Richelieu completó la cantidad estipulada, tanto en billetes como en luises y medios luises.
—¿Vamos, está bien así? —preguntó.
—Perfectamente —dijo Nicolasa—. Ahora, monseñor, me falta lo principal.
—¿El elixir?
—Sí, ¿monseñor tendrá seguramente un frasquito?
—Siempre llevo conmigo uno.
Nicolasa se sonrió, y al momento dijo:
—Además, todas las noches se cierra Trianón y no tengo llave.

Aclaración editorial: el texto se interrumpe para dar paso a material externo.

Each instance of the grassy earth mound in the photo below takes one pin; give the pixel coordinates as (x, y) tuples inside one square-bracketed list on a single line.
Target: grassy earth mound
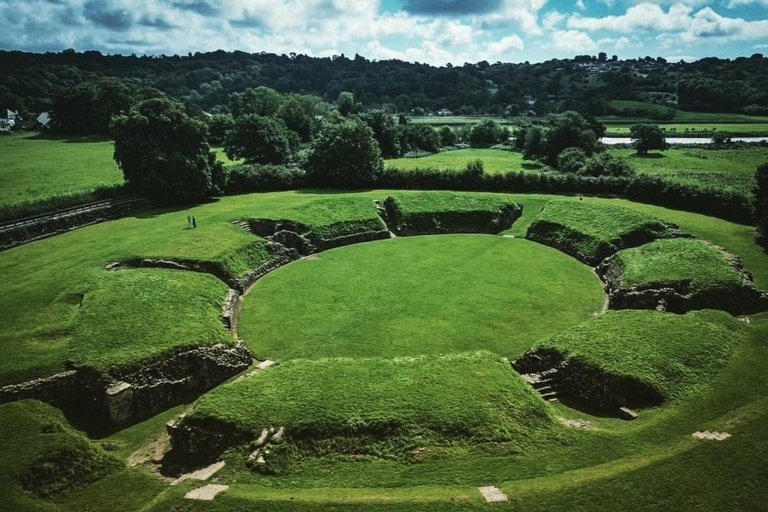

—Yo sí, como gentilhombre que soy.
—¡Ah! ¿De veras?
—Tómala.
—¡Qué fortuna! —dijo Nicolasa—; ¡vaya una ensarta de milagros! Ahora quedad con Dios, señor duque.
—¿Cómo con Dios?
—Seguramente ya no volveré a veros, monseñor, ya que me iré cuando mi señorita esté en el primer sueño.
—Es verdad: adiós, pues, Nicolasa.
Esta, riéndose allá para sus adentros, desapareció en la oscuridad que empezaba a condensarse.
—Aun todavía consigo mis intentos —dijo Richelieu—; pero sin duda le voy pareciendo muy viejo a la suerte y me sirve de mala gana. Esa chica me ha batido en brecha; mas ¿qué importa, si devuelvo los disparos?